Sean’s eyes flashed in anger, but then in horror as Aki lost her self-control; she gave a bestial snarl and lunged forwards, but the nearest merc quickly rushed in and swung his rifle butt violently into the foxgirl’s abdomen, bending her over as he knocked the breath out of her; he followed with a quick blow to the side of her head that sent her crashing horrifically to the ground with the other anthros, writhing in pain and gasping for air –

Sean reacted before he even realized it and less than a second later, a quick blast of energy had torn through the offending soldier’s legs, blasting them apart in a cloud of light, blood and charred flesh –

At once, Sean retreated behind the wall again as the mercs simultaneously raised their rifles at him –

‘ENOUGH!’ screamed General Xander. ‘Lower your weapons, we need him alive!’

A very strained silence followed, punctuated only by the incessant shocked whimpering of the newly-legless mercenary to whom two other soldiers were already tending. Sean remained hidden behind the corner of the building and forced himself to calm down. He slowly peered around the corner again, verifying that the soldiers had indeed lowered their rifles, albeit glaring at him with an all-too-apparent lust for violence.

However, as he glanced back at General Xander, he noticed that the General wasn’t looking at him but instead was staring at where Aki lay on the ground, now giving low canine whimpers of pain.

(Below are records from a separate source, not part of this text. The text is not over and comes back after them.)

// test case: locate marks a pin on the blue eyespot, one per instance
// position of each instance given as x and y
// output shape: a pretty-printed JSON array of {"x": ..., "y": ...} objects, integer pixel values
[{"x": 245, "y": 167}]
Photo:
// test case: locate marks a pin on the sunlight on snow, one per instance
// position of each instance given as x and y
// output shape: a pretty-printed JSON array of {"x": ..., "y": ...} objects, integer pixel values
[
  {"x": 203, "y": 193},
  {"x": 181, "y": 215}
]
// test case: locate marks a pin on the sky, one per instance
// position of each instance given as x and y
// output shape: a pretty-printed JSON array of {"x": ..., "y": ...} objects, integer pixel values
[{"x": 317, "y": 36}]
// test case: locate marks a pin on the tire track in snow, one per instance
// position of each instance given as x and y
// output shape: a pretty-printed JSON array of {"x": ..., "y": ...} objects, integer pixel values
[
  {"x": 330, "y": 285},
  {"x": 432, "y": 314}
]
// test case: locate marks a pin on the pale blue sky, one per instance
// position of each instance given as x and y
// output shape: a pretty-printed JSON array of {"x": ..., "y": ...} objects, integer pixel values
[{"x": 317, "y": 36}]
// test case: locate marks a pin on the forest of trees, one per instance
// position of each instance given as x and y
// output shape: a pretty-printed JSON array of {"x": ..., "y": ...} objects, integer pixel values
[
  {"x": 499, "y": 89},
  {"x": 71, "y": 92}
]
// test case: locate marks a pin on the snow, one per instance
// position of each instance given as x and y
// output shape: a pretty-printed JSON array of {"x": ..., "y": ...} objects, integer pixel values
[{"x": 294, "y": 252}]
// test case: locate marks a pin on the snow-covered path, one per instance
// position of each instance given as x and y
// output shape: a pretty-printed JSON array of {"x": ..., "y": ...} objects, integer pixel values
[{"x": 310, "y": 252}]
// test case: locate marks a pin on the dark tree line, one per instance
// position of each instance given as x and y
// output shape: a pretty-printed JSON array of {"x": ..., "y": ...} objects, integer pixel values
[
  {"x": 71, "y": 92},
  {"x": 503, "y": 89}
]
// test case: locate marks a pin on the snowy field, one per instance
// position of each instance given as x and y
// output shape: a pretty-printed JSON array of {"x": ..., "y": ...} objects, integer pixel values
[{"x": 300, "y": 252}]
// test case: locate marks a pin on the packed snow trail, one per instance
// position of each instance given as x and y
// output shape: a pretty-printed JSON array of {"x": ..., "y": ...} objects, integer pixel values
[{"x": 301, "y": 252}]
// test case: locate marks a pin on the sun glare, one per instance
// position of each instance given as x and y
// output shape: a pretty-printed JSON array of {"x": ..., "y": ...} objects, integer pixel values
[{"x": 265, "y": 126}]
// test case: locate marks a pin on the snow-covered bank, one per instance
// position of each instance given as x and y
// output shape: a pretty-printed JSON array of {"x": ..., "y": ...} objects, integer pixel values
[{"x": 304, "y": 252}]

The General started moving towards Aki’s helpless form, prompting Sean to react by raising his rifle reactively, a move quickly mirrored by the mercenaries once more, though no-one fired. Sean kept a sharp, apprehensive eye on General Xander as he approached his pained friend, who looked up at him and tried to scurry away feebly as he came near, revealing –

Aki noticed the little dark object on the ground that she had apparently dropped and quickly tried to reach for it, but Xander was faster and grabbed the item before she could.

No …!’ he heard her groan, half from the pain.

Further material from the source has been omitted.